Eager to prove my Canadianness, when Mountain Equipment Co-op (or MEC, as the camperati call it) invited me to a Learn to Camp event, I agreed to give it a go. Organized with Parks Canada, the nationwide program, now an annual event, was created to encourage urbanites and new Canadians to “find enjoyment in camping.”
Part of MEC’s inspiration for the program came from talking to newly arrived immigrants who couldn’t understand why anyone would deliberately leave the comfort of their modern home to sleep on the cold, hard ground. (My words, not theirs.) Armed with a determination to prove myself to the disdainful nature lovers, I put on my most respectable outdoorsy outfit (cargo pants!), slathered my face in SPF 50 and braced myself for a life- altering 18 hours.
The day’s program was broken into workshops where Parks Canada volunteers and MEC ambassadors taught us how to spot poison ivy, survive a night lost in the woods and make an omelette using powdered eggs and a vivid imagination. As evening fell and groups gathered around their respective campfires, my boyfriend and I stared at each other blankly, asking ourselves the age-old question that has plagued overstimulated urbanites since the dawn of the Industrial revolution: What do we do now?

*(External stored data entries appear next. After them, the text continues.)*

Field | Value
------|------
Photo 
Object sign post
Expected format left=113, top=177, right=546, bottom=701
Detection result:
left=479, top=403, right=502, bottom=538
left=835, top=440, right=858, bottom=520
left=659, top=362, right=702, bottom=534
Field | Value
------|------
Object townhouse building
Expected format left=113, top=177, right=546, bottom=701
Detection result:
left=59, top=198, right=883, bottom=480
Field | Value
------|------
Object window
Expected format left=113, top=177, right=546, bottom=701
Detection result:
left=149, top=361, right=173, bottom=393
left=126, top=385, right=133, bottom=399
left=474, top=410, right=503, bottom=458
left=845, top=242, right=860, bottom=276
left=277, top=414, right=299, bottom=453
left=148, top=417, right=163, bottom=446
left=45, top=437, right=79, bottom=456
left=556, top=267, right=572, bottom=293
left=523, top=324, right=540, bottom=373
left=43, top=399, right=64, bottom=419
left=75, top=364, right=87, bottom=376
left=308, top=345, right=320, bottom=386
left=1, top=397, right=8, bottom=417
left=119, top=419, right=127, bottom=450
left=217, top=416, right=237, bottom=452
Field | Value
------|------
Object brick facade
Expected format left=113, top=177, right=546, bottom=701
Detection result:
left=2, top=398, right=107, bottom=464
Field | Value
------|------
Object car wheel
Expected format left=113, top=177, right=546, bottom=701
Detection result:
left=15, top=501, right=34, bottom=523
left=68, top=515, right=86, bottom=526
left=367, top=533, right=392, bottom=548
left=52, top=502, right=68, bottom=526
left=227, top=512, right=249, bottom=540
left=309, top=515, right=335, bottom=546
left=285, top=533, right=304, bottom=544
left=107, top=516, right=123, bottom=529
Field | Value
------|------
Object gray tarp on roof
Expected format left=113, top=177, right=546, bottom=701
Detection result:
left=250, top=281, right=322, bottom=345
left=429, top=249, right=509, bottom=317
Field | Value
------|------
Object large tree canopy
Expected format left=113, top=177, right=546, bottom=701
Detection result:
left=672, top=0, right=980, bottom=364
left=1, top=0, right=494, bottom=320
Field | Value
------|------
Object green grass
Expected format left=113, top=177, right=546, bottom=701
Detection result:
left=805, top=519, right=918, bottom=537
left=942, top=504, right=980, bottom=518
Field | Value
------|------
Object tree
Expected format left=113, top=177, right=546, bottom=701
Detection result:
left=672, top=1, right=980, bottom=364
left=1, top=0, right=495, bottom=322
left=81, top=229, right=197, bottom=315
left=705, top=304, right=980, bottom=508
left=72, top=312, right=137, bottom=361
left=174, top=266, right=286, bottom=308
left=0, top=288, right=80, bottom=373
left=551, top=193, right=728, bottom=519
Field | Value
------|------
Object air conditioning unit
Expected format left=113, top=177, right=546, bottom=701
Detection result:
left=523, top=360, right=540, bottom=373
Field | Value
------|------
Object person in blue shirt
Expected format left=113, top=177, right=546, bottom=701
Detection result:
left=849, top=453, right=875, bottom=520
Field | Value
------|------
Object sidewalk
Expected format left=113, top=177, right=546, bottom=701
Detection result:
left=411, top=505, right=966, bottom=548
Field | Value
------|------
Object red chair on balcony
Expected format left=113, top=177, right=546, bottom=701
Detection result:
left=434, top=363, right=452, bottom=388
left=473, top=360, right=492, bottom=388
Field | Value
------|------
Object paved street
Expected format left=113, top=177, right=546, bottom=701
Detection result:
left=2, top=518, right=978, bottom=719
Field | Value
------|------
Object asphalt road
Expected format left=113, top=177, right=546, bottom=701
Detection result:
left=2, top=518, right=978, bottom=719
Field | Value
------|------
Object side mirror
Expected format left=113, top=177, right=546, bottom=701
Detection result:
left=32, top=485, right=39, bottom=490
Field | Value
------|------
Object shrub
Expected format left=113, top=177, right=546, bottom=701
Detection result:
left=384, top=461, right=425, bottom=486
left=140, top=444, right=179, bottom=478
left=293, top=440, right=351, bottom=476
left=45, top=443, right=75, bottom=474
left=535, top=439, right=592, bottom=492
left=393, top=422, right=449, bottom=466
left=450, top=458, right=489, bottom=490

It occurred to me then that one of the driving forces of my attitude is not, in fact, a proclivity for Frette linens, but the prospect of being in the middle of nowhere for long stretches of time with nothing to do. But I was in it to win it. As everyone else yawned and crawled into their tents, my boyfriend and I cracked the first of two contraband bottles of wine we’d packed. We told stories, cracked jokes, flipped through trashy magazines and eventually retreated to our tent where we watched movies on his tablet. Basically, exactly what we would have done had we been home, minus the option of heading down to the local bar or peeing in private.
When morning came, we dragged our cramped, somewhat hungover bodies out into the cool early-summer air, looked at each other and wordlessly agreed we needed to get back to civilization — fast. We hastily quaffed some weak coffee, packed up all of our gear and made a beeline for the car, eager to skip out on the calisthenics the schedule called for. I swear my breathing didn’t go back to normal until I saw the city skyline. It turns out, I am truly not the camping kind.